IMF says Iraq seeking emergency loans after oil price plunge

Iraqi government is reportedly seeking $6bn in loans, with possibility of a further $4bn, according to finance minister.

Iraq devalued its dinar currency last month after a collapse in global oil prices, an important source of Iraq's financial resources [File: Essam Al-Sudani/Reuters]
Iraq devalued its dinar currency last month after a collapse in global oil prices, an important source of Iraq's financial resources [File: Essam Al-Sudani/Reuters]

Iraq has requested emergency assistance from the International Monetary Fund (IMF) and talks are ongoing between the parties, the IMF said.

Iraqi Finance Minister Ali Allawi told the Bloomberg news agency earlier that Iraq was in talks with the IMF for a $6bn loan package.

“The Iraqi authorities have requested emergency assistance from the IMF under the Rapid Financing Instrument, and indicated their intention to also request a longer-term arrangement with the Fund in support of planned economic reforms,” an IMF representative said late on Sunday in an emailed statement.

“Discussions of the authorities’ request for emergency assistance are ongoing.”

The IMF’s Rapid Financing Instrument (RFI) provides quick financial assistance, which is available to all member countries facing an urgent balance-of-payments need.

Financial assistance under the RFI is provided without the need for a full-fledged programme or review, according to the IMF website.

Oil pressure

Iraq may ask for an additional $4bn in low-cost loans through another programme linked to government reforms, Allawi said on Sunday.

Iraq devalued its dinar currency last month after a collapse in global oil prices, an important source of Iraq’s financial resources.

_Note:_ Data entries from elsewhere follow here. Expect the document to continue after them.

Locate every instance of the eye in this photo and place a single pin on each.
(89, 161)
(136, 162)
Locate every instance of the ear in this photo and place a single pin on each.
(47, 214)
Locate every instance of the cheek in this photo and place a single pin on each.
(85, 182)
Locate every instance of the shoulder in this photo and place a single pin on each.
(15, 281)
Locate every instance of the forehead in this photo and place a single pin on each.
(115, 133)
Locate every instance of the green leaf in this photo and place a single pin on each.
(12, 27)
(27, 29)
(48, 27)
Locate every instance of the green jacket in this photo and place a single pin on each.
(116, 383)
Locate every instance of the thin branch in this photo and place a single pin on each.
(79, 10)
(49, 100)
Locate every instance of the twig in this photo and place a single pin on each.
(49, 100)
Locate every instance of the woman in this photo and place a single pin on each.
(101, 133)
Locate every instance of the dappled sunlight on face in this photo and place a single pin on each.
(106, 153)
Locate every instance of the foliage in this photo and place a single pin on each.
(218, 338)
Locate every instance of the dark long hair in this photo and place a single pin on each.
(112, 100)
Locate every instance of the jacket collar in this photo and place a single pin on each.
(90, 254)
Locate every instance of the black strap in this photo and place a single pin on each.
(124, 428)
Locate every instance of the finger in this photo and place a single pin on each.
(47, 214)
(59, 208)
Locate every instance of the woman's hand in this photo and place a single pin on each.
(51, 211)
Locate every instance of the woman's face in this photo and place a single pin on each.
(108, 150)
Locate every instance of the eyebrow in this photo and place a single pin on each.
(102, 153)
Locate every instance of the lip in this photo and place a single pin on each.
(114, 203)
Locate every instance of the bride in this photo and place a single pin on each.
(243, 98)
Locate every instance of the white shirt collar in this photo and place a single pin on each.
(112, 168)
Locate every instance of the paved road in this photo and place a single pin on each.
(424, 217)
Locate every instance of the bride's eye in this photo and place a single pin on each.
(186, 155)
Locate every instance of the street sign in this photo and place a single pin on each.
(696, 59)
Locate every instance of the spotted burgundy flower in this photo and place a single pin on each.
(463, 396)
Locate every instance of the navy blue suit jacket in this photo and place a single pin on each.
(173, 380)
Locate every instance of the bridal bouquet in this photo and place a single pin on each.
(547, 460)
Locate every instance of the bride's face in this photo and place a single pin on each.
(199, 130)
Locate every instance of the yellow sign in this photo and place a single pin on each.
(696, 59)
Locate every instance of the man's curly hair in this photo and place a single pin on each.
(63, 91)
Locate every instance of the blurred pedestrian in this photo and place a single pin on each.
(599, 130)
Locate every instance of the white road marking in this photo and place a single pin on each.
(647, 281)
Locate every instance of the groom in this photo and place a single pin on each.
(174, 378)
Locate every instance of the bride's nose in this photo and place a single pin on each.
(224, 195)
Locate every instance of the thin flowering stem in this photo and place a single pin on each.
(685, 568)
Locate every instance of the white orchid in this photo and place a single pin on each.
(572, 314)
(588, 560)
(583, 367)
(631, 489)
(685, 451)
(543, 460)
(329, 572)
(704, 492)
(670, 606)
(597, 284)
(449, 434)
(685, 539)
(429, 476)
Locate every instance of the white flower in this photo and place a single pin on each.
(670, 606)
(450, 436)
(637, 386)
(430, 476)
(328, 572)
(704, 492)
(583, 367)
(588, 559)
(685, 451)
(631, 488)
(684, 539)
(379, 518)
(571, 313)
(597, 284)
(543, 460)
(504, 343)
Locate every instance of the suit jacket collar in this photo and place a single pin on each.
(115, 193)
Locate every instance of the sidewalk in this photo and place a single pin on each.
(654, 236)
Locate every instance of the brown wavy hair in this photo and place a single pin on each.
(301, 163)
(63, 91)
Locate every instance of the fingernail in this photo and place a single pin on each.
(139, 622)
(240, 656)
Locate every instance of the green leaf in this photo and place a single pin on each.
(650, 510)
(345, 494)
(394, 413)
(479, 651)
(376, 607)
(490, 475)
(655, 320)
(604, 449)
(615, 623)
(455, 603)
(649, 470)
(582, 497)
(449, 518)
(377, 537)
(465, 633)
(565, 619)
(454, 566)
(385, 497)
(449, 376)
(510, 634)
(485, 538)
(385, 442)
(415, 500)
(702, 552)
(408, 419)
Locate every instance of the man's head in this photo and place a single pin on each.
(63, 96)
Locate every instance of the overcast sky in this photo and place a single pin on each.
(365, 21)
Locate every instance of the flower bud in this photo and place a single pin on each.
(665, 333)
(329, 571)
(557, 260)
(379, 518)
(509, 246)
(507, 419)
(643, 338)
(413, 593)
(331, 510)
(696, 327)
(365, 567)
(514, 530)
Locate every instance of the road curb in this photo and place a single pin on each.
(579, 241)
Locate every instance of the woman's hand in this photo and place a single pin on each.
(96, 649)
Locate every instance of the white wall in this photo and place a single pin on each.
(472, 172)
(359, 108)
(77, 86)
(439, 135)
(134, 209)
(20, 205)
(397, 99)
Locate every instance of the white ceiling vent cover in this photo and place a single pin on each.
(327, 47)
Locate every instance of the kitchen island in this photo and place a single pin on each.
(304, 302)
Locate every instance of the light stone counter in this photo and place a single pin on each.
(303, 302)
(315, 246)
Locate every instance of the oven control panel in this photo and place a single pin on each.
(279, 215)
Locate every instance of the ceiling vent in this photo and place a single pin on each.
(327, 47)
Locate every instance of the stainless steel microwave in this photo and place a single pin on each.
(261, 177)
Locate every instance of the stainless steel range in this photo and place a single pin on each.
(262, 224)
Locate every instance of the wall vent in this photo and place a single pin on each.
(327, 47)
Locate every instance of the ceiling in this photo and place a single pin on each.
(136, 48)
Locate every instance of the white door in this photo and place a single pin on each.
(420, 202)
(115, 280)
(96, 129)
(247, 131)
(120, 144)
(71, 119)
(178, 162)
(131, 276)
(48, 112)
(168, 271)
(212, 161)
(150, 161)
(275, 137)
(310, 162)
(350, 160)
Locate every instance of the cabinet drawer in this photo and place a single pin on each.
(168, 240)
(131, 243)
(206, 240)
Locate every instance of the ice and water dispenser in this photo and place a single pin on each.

Allawi told Bloomberg that Iraq also planned other types of funding to help plug the budget gap. Once the spending plan was approved, the government would move to issue $5bn in domestic bonds to expand its financial base, he said.

The Organization of the Petroleum Exporting Countries (OPEC) member’s economy has only a small manufacturing base and almost all goods its imports are priced in US dollars. A drop in the value of the dinar makes those imports more expensive.